5 Faktor yang Mengancam Eksistensi Karet Indonesia

11 Juli 2019   01:40 Diperbarui: 11 Juli 2019   01:45 552
+
Laporkan Konten
Laporkan Akun
Kompasiana adalah platform blog. Konten ini menjadi tanggung jawab bloger dan tidak mewakili pandangan redaksi Kompas.
Lihat foto
Bagikan ide kreativitasmu dalam bentuk konten di Kompasiana | Sumber gambar: Freepik

Saat ini Indonesia memiliki lebih dari 3,5 juta hektar tanaman karet dan termasuk negara pengekspor karet terbesar di dunia. Namun apakah status ini akan terus bertahan?. Di masa lalu, tembakau Deli milik Indonesia adalah yang terbaik di dunia dan merajai pasar ekspor, perkebunan tebu Indonesia juga pernah jaya dan dibudidayakan secara luas. 

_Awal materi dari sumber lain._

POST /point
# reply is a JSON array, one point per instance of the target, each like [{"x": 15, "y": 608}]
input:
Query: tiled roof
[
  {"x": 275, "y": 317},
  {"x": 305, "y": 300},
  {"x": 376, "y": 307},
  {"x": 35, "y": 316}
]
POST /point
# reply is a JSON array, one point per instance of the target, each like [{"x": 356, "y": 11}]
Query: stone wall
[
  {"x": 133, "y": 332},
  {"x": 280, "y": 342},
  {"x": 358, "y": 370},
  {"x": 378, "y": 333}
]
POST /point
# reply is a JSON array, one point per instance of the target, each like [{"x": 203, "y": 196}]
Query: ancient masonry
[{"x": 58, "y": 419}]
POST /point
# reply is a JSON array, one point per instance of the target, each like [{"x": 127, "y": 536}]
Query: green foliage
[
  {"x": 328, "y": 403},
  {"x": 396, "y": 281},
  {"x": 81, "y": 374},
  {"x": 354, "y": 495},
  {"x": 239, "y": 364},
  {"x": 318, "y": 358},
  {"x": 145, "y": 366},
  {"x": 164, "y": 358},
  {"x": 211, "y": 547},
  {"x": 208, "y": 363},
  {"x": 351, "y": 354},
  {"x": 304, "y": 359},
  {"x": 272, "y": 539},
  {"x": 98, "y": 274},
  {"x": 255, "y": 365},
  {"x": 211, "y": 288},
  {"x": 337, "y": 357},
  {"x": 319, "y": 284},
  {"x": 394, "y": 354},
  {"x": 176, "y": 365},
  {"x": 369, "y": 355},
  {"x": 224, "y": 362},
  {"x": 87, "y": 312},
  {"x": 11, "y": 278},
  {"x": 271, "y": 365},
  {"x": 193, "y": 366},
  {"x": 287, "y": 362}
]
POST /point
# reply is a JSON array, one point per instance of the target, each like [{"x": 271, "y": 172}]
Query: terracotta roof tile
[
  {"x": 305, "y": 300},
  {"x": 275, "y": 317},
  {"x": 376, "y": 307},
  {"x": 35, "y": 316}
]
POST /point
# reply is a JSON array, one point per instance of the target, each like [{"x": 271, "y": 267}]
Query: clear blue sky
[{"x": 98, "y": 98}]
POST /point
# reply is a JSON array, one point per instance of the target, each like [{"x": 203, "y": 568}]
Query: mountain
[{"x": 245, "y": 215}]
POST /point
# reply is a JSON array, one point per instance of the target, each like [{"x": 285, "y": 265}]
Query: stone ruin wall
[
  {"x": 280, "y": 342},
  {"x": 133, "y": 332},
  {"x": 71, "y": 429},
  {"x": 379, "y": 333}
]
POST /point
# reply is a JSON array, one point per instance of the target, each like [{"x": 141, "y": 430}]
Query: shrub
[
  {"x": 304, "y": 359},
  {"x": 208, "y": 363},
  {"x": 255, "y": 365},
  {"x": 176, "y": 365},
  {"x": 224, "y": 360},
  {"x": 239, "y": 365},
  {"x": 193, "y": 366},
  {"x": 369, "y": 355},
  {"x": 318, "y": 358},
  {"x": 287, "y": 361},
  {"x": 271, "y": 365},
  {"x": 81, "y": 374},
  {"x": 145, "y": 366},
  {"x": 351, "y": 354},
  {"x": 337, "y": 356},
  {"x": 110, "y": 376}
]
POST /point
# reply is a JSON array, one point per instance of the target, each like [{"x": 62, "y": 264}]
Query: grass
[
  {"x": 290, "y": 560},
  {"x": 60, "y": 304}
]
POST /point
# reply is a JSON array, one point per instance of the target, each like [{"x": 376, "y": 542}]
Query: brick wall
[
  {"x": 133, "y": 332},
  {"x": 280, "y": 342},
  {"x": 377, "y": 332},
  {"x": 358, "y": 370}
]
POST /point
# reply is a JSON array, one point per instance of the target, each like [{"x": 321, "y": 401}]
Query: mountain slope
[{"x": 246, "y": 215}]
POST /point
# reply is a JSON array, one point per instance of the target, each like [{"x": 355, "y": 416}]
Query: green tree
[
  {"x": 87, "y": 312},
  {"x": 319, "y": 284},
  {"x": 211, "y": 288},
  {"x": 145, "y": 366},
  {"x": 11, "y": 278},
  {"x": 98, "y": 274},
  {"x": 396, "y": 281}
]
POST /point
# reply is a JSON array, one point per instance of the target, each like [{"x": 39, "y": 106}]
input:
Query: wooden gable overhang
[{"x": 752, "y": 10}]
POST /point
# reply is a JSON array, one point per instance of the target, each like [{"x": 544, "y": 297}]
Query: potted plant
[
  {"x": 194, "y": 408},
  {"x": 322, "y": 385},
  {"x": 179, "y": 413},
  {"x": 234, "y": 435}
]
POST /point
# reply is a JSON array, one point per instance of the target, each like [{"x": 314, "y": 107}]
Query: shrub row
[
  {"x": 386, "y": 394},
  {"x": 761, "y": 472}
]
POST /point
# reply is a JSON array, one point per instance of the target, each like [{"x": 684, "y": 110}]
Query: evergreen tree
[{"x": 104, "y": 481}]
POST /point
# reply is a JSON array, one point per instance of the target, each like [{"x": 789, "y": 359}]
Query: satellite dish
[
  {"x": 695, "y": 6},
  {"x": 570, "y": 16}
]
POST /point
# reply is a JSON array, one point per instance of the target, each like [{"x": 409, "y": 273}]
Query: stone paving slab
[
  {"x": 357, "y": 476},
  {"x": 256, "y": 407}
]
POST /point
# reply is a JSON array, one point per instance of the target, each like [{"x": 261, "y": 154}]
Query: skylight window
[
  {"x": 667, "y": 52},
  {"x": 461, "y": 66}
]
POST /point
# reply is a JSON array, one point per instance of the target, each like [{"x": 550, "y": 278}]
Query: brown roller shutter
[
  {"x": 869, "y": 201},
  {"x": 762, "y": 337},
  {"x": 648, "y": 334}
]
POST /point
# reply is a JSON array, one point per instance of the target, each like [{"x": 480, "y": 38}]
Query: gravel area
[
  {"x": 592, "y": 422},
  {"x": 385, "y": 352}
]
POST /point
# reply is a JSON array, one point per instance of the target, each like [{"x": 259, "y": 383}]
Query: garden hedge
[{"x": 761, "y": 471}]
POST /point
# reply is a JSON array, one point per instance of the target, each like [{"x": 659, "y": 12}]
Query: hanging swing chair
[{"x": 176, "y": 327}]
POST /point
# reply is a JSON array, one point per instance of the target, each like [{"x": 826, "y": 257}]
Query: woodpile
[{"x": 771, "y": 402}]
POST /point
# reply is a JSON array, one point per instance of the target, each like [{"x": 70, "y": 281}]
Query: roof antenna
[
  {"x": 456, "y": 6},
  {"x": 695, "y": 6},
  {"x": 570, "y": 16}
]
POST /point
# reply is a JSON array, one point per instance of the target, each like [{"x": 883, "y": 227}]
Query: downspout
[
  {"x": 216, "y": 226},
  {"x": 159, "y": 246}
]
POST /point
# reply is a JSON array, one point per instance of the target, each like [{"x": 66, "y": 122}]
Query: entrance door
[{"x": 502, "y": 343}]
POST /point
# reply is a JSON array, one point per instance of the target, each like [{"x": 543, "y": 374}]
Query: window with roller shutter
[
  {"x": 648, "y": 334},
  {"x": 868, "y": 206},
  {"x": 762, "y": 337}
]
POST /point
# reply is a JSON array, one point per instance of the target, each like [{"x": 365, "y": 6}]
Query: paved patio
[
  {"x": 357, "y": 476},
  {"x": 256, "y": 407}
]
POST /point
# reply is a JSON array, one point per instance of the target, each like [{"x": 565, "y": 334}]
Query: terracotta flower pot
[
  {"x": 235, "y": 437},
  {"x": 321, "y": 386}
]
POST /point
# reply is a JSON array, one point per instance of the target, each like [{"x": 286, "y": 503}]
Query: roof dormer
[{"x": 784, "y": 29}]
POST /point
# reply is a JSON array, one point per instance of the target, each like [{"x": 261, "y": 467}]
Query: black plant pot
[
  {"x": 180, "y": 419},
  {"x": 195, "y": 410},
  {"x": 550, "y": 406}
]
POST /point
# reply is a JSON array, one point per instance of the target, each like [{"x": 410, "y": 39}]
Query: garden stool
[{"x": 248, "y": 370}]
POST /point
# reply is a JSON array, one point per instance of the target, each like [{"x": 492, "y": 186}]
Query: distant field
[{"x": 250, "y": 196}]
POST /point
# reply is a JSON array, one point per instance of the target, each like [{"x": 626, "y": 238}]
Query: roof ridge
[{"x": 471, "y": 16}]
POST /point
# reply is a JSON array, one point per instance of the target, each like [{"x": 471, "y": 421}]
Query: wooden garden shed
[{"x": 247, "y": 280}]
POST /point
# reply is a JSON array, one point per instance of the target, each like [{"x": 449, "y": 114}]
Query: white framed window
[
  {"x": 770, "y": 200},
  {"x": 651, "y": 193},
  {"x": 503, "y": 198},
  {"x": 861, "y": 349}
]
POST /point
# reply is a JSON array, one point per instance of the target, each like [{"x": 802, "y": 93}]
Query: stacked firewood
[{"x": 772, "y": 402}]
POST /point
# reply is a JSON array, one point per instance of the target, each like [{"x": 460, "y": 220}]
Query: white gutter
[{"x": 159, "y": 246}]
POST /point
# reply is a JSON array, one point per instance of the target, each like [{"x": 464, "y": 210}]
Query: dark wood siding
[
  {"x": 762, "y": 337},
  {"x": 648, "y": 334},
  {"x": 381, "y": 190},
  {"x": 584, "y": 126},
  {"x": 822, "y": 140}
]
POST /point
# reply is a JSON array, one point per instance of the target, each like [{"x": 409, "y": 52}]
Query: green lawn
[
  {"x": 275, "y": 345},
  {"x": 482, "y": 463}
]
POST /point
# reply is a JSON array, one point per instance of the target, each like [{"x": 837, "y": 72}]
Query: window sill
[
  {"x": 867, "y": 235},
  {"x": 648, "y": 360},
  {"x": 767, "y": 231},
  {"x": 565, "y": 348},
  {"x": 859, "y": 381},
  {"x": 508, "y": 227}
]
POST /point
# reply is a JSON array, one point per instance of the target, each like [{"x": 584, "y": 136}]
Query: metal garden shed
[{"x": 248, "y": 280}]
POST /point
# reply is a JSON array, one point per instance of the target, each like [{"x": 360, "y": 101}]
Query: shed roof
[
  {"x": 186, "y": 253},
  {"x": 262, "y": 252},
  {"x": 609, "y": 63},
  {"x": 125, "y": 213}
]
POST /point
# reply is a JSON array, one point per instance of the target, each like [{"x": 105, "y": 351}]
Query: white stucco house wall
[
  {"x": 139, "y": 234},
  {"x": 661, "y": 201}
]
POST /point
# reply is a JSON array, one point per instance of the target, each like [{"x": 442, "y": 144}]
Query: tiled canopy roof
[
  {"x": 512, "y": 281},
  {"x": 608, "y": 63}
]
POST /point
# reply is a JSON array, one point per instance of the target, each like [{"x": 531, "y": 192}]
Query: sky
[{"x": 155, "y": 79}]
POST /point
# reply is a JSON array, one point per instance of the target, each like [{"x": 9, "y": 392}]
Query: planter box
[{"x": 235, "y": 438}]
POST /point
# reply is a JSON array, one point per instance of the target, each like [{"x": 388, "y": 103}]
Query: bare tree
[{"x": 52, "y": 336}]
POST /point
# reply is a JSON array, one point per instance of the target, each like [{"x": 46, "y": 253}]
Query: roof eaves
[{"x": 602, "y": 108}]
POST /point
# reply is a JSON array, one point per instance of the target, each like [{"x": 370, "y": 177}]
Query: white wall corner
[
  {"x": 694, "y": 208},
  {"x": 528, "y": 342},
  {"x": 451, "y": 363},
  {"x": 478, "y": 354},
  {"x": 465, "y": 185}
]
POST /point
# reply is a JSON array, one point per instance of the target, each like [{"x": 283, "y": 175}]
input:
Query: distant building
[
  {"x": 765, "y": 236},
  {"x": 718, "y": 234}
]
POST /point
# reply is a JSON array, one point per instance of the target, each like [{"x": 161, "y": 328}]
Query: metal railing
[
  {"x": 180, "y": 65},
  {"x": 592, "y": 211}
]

Tapi sekarang, untuk kedua komoditi itu Indonesia kurang diperhitungkan di tingkat global. Pelan namun pasti, karet sebagai salah satu komoditi perkebunan utama pada masa kolonial Belanda dan awal kemerdekaan mulai meredup. Bisa jadi, di masa yang akan datang karet Indonesia tidak lagi mewarnai kancah internasional. Berikut ini 5 faktor yang berpotensi menggusur eksistensi karet Indonesia.

Penggunaan karet sintetis

Tanaman karet mungkin tetap menjadi primadona andai tidak ditemukan karet sintetis. Sekarang ini, konsumsi karet sintetis lebih tinggi dibanding karet alam. Pada tahun 2018, konsumsi karet sintetis mencapai 15,3 ribu ton sedangkan karet alam hanya 13,8 ribu ton. Negara eksportir karet sintetis antara lain: Amerika Serikat, Korea Selatan, Jepang, Thailand, dan Rusia.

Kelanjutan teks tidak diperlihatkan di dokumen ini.